BILL ANALYSIS

 

 

S.B. 1327

By: Watson

Higher Education

Committee Report (Unamended)

 

 

 

BACKGROUND AND PURPOSE

 

The purpose of this bill is to clarify that information developed in a compliance investigation at an institution of higher education may be shared with appropriate enforcement agencies and with appropriate internal investigators and reviewers.

 

H.B. 4189, 81st Legislature, Regular Session, 2009, encourages employees to make appropriate reports of theft, fraud, and ethics violations and participate in compliance investigations, and permits institutions of higher education to provide a means, such as a compliance hotline, for employees to have private access to the compliance office.  In addition, H.B. 4189 makes confidential, and therefore a mandatory exception under the public information law, the identities of individuals who report compliance issues, ask compliance questions, or participate in a compliance investigation.  The individual may consent to the release of the individual's identity.

 

Strictly applied, the current law fails to protect that same information in the hands of a systemwide compliance office reviewing institutional compliance processes.
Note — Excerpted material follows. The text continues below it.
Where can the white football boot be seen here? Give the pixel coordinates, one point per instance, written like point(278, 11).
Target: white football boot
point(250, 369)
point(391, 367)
In addition, while the law permits the disclosure of the confidential information to a law enforcement agency or prosecutor, the law fails to permit the sharing of confidential information with governmental agencies such as the Texas Commission on Human Rights, that may be charged under law with investigating the same matter that is the subject of the compliance report, or to permit the sharing of the confidential information within the institution with officers or employees responsible for conducting or reviewing the compliance investigation.

 

These issues have arisen in enforcement of the law in the two years since enactment, and this bill would properly be characterized as fine-tuning the previous legislation.

 

This bill allows the confidential information to be shared with a systemwide compliance officer charged with reviewing compliance programs and with governmental agencies charged with reviewing the matter that is the subject of a compliance investigation.  Sharing the information with these officials does not change the confidential nature of the information in any other regard.

 

As proposed, S.B. 1327 amends current law relating to the confidentiality of information obtained by a compliance office of an institution of higher education.

 

RULEMAKING AUTHORITY

 

It is the committee's opinion that this bill does not expressly grant any additional rulemaking authority to a state officer, department, agency, or institution.

 

ANALYSIS

 

SECTION 1.  Amends Section 51.971, Education Code, by amending Subsections (e) and (f) and adding Subsection (g), as follows:

 

(e) Provides that information is excepted from disclosure under Chapter 552 (Public Information), Government Code, if it is collected or produced:

 

(1) in a compliance program investigation and releasing the information would interfere with an ongoing compliance investigation; or

 

(2) by a systemwide compliance office for the purpose of reviewing compliance processes at a component institution of higher education of a university system.

 

Deletes existing text providing that information produced in a compliance program investigation the release of which would interfere with an ongoing compliance investigation is excepted from disclosure under Chapter 552, Government Code.

 

(f) Authorizes information made confidential or excepted from public disclosure by this section to be made available to the following on request in compliance with applicable law and procedure:

 

(1)  a law enforcement agency or prosecutor;

 

(2)  a governmental agency responsible for investigating the matter that is the subject of a compliance report, including the Texas Workforce Commission civil rights division or the federal Equal Employment Opportunity Commission; or

 

(3)  an officer or employee of an institution of higher education or a compliance officer or employee of a university system administration who is responsible under institutional or system policy for a compliance program investigation or for reviewing a compliance program investigation, rather than for official purposes of the agency or prosecutor upon proper request made in compliance with applicable law and procedure.

 

(g) Provides that a disclosure under Subsection (f) is not a voluntary disclosure for purposes of Section 552.007 (Voluntary Disclosure of Certain Information When Disclosure Not Required), Government Code.

 

SECTION 2.  Effective date: upon passage or September 1, 2011.

 

EFFECTIVE DATE

 

Upon passage, or, if the Act does not receive the necessary vote, the Act takes effect September 1, 2011.